Questa modalità di gestire il rapporto con il contribuente, inutile ai fini della lotta all’evasione e nei fatti demagogica, in un altro paese, economicamente comparabile con il nostro avrebbe trovato una ferrea opposizione da parte dell’organo dell’amministrazione pubblica chiamato a gestirla. Ciò in Italia non è avvenuto e questo dovrebbe far riflettere sulla mancanza di autonomia decisionale degli organi operativi della nostra Pubblica Amministrazione. È quindi auspicabile che nella prossima riforma fiscale si tenga conto anche di questi aspetti per impostare regole semplici da applicare e che consentano al contribuente comune di presentare la propria dichiarazione senza ricorrere all’intermediazione che non aggiunge alcun valore al processo.

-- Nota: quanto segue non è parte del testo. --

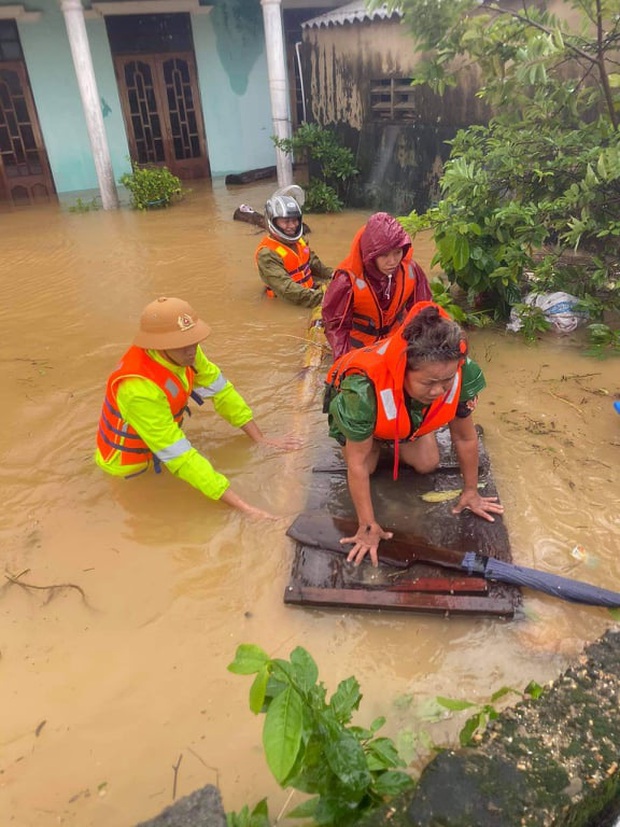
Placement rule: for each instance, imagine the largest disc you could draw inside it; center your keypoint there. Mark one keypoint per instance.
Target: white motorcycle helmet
(282, 205)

Da questo punto di vista, oggi la tecnologia, almeno per i contribuenti più comuni, i dipendenti e i pensionati, offre l’opportunità all’Agenzia delle entrate e al suo sistema informativo di riappropriarsi di processi negli anni esternalizzati ad altri soggetti come i datori di lavoro o gli enti pensionistici e di semplificare drasticamente la vita del contribuente, evitando di gravare sui costi per la gestione del personale delle imprese. La chiave di volta di questo cambiamento, per molti aspetti epocale, è costituita dall’identità digitale e dal suo attributo bancario (l’Iban) ormai da tutti utilizzato per la riscossione dello stipendio o della rata di pensione, per il pagamento dei servizi (telefono, luce, gas, ecc.) o per altri rapporti con la Pubblica amministrazione, come l’accredito del Cashback

Si tratterebbe di prelevare il dovuto, la ritenuta d’acconto fiscale, all’atto dell’accredito in banca della somma mensile da parte del datore di lavoro o dell’ente pensionistico. In questo modo la storia fiscale del soggetto nell’anno si trasferirebbe all’interno del sistema informativo dell’Agenzia delle entrate che potrebbe a fine periodo conguagliare la sua posizione anche relativa a più soggetti eroganti (datori di lavoro o enti pensionistici). Il colloquio con il fisco non transiterebbe più attraverso un soggetto esterno il datore di lavoro ma si svolgerebbe direttamente con l’Agenzia a cui andrebbero comunicate da parte del contribuente tutte quelle informazioni utili a completare i dati relativi alla sua posizione. Per il datore di lavoro e per l’ente pensionistico si ridurrebbero sensibilmente le spese per gestire la posizione fiscale del dipendente o del pensionato.

Certo tutto ciò richiederebbe una drastica riduzione del numero esorbitante di agevolazioni attualmente esistenti. Ma forse se si vuole veramente semplificare il sistema sarebbe necessario intervenire più sulle aliquote, abbassando il carico fiscale di tutti, che perdersi in una miriade di sconti fiscali che coprono a pioggia tutti i settori soprattutto quelli lobbisticamente più potenti che sfruttano tra i parlamentari il peso dei loro voti.